Xavier Huillard has formed the Executive Committee comprising the Group’s main operational and functional senior executives, which had 13 members at 6 February 2025. The information required under Article L.22-10-10 2° of the French Commercial Code on the means by which the Company aims to achieve gender balance at the highest executive levels is provided in paragraph 3.1.3.3, “Equal opportunities, the foundation for VINCI’s culture”, of the Sustainability report, page 249.

As VINCI’s Chief Operating Officer, Pierre Anjolras, currently oversees the Group’s operational activities pursued by its various businesses as well as the initiatives carried out on behalf of VINCI by the Leonard innovation and foresight platform, La Fabrique de la Cité, and Rêve de Scènes Urbaines.

Nicolas Notebaert, Chairman of VINCI Concessions, now supervises VINCI Autoroutes in his new position as Chief Executive Officer of Concessions at VINCI. In this role, he reports to Mr Anjolras.

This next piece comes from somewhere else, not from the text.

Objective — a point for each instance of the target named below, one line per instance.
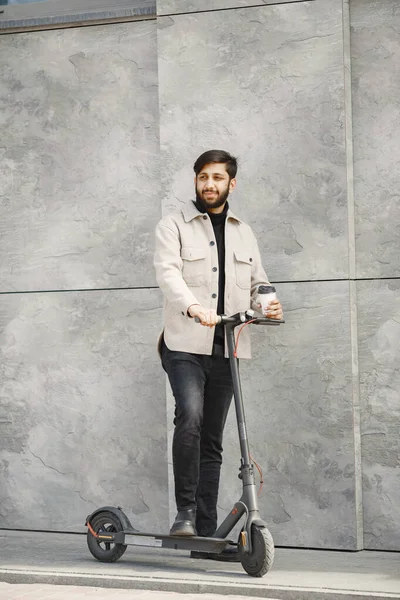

Christian Labeyrie, who also serves as Executive Vice-President of VINCI, is the Group’s Chief Financial Officer. Apart from his leadership of the Group’s Finance Department, he oversees the activities of VINCI Assurances, VINCI Re, VINCI Immobilier and the Information Systems Department. In this role, he reports to Mr Huillard.

The Executive Committee approves and monitors the implementation of the Group’s cross-cutting policies, particularly in the areas of risk management, finance, human resources, safety, IT and insurance. It provides for frequent and regular exchanges on matters of importance relating to the Group’s activities. The Executive Committee met 20 times in 2024.

The Management and Coordination Committee is composed of the members of the Executive Committee, together with the key operational and functional senior executives of the Group’s main companies, and had 33 members at 6 February 2025. Its purpose is to ensure broad consultation on VINCI’s strategy, the challenges it faces and its development as well as on cross-cutting policies within the Group. The Management and Coordination Committee met four times in 2024.

Lead Director

At its meeting of 12 April 2022 held immediately after the Shareholders’ General Meeting, the Board reappointed Yannick Assouad to the position of Lead Director to which she had been named on 1 November 2018, for a further period lasting until the end of her term of office as Director at the close of the Shareholders’ General Meeting of 17 April 2025.

A resolution will be put to this meeting to renew Ms Assouad’s term of office as Director, but the Board will not be reappointing her as Lead Director since she will no longer officially meet the independence criteria recommended by the Afep-Medef code.

Given that Xavier Huillard will also not be able to officially meet the independence criteria recommended by the Afep-Medef code, the Board intends to appoint one of its independent members as its new Lead Director.

The purpose of the position of Lead Director is to have a Board member who can serve as a point of contact distinct from the Chairman and Chief Executive Officer and who also has the personal powers necessary to guarantee the Board’s responsiveness in all circumstances. In accordance with the Board’s internal rules, the Lead Director is authorised to request the addition of any item to the agenda of a Board meeting or ask the Chairman to call a Board meeting.

The Lead Director has the duties and responsibilities laid down in the Board’s internal rules, which are reiterated in paragraph 2.1 above.

Yannick Assouad, who also chairs the Appointments and Corporate Governance Committee, has drawn up a report on the performance of her duties in 2024 (see the Report of the Lead Director of the Board of Directors, page 313).